Los avances de la tecnología nos han acercado a los lejanos y distanciado de los cercanos. Es decir, nos encontramos más conectados por internet, pero más desconectados de la vida real.
No es que la tecnología sea mala o negativa; el problema está en la forma en que la utilizamos y el abuso que hacemos de ella en detrimento de la convivencia real y personal.
Los progresos de la ciencia y la tecnología deben estar al servicio y desarrollo del ser humano, pero cuando no se usan adecuadamente, y con tiempos y límites precisos, pueden orillar a la pérdida de la proximidad y del entorno.
En efecto, actualmente, la unión con los vecinos, barrio, colonia, ciudad y país se ha difuminado; ahora se naufraga en la indeterminación de lo lejano e inmaterial. Haciendo una paráfrasis, podríamos utilizar como referencia una canción antigua, que decía: “Por vivir en quinto patio desprecian mis besos; un cariño verdadero, sin mentiras ni maldad”. Hoy, por vivir en un mundo globalizado, despreciamos el afecto real, y no sólo virtual, que podemos recibir en interacción y convivencia con los demás.

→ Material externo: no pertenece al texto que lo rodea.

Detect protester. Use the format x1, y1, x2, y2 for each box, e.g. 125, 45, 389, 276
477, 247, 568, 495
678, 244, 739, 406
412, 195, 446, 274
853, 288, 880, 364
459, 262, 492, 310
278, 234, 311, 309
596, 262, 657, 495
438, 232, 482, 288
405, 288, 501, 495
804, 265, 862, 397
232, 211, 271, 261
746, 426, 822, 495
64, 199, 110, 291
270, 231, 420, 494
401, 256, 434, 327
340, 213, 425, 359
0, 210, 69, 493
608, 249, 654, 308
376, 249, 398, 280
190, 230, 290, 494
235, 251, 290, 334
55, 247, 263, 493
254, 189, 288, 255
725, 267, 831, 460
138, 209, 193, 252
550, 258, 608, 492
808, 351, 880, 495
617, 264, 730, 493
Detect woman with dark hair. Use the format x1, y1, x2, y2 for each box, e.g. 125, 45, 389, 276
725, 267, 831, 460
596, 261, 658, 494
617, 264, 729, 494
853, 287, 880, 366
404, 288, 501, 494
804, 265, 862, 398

Los seres humanos están cada vez más conectados, pero, paradójicamente, también permanecen más aislados. Es cierto que se tienen más amigos virtuales, se cuentan por millares; pero nunca van a poder sustituir la sustancial retroalimentación de los amigos reales.
Resulta ilógico, pero los seres humanos ansían satisfacer su esencial y constitutiva comunicación, acudiendo al fantasma virtual que solamente puede estimular a través de la pantalla y los hace permanecer con la cabeza agachada. En efecto, caminan como autómatas y son incapaces de alzar la vista del móvil para percibir la esplendorosa epifanía del rostro y el diáfano éxtasis de la mirada.
¿Vivo aislado?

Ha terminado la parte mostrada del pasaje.